THE pious servant of Christ, Biscop, called Benedict, with the assistance of the Divine grace, built a monastery in honour of the most holy of the apostles, St. Peter, near the mouth of the river Were, on the north side. The venerable and devout king of that nation, Egfrid, contributed the land; and Biscop, for the space of sixteen years, amid innumerable perils in journeying and in illness, ruled this monastery with the same piety which stirred him up to build it. If I may use the words of the blessed Pope Gregory, in which he glorifies the life of the abbot of the same name, he was a man of a venerable life, blessed (Benedictus) both in grace and in name; having the mind of an adult even from his childhood, surpassing his age by his manners, and with a soul addicted to no false pleasures.
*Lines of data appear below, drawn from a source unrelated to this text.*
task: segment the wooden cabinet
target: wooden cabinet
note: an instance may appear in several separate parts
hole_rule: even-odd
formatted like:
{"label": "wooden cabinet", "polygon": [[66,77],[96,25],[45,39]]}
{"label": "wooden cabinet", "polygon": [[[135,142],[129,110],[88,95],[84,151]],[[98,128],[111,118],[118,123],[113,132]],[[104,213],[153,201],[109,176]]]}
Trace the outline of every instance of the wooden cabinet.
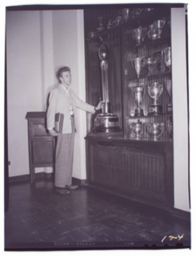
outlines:
{"label": "wooden cabinet", "polygon": [[34,180],[35,167],[54,167],[55,138],[46,127],[46,112],[27,112],[30,182]]}
{"label": "wooden cabinet", "polygon": [[86,137],[90,186],[171,211],[173,146],[168,142]]}
{"label": "wooden cabinet", "polygon": [[[131,6],[127,6],[130,8],[126,9],[126,18],[117,6],[84,11],[86,98],[95,105],[102,98],[98,49],[104,42],[109,50],[110,102],[122,130],[118,136],[94,134],[91,132],[94,116],[88,120],[87,180],[90,186],[171,210],[170,8]],[[146,64],[149,59],[154,65]]]}

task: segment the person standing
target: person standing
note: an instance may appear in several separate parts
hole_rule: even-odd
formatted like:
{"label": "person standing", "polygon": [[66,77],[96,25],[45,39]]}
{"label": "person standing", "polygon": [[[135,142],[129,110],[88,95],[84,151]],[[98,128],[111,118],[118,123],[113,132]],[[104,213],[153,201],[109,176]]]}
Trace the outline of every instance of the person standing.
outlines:
{"label": "person standing", "polygon": [[[72,184],[74,134],[78,130],[76,107],[90,113],[94,113],[102,107],[102,102],[97,106],[79,99],[70,88],[71,71],[68,66],[58,69],[57,72],[58,86],[50,94],[46,114],[47,129],[52,136],[58,136],[55,152],[54,186],[56,191],[69,194],[69,190],[78,187]],[[62,132],[58,134],[55,126],[55,114],[63,114]]]}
He was descended from a noble lineage of the Angles, and by corresponding dignity of mind worthy to be exalted into the company of the angels. Lastly, he was the minister of King Oswy, and by his gift enjoyed an estate suitable to his rank; but at the age of twenty five years he despised a transitory wealth, that he might obtain that which is eternal. He made light of a temporal warfare with a donative that will decay, that he might serve under the true King, and earn an everlasting kingdom in the heavenly city. He left his home, his kinsmen and country, for the sake of Christ and his Gospel, that he might receive a hundredfold and enjoy everlasting life: he disdained to submit to carnal nuptials, that he might be able to follow the Lamb bright with the of chastity in the heavenly kingdoms: he refused the father of mortal children in the flesh, being foreordained of Christ to educate for Him in spiritual doctrine immortal children in heaven.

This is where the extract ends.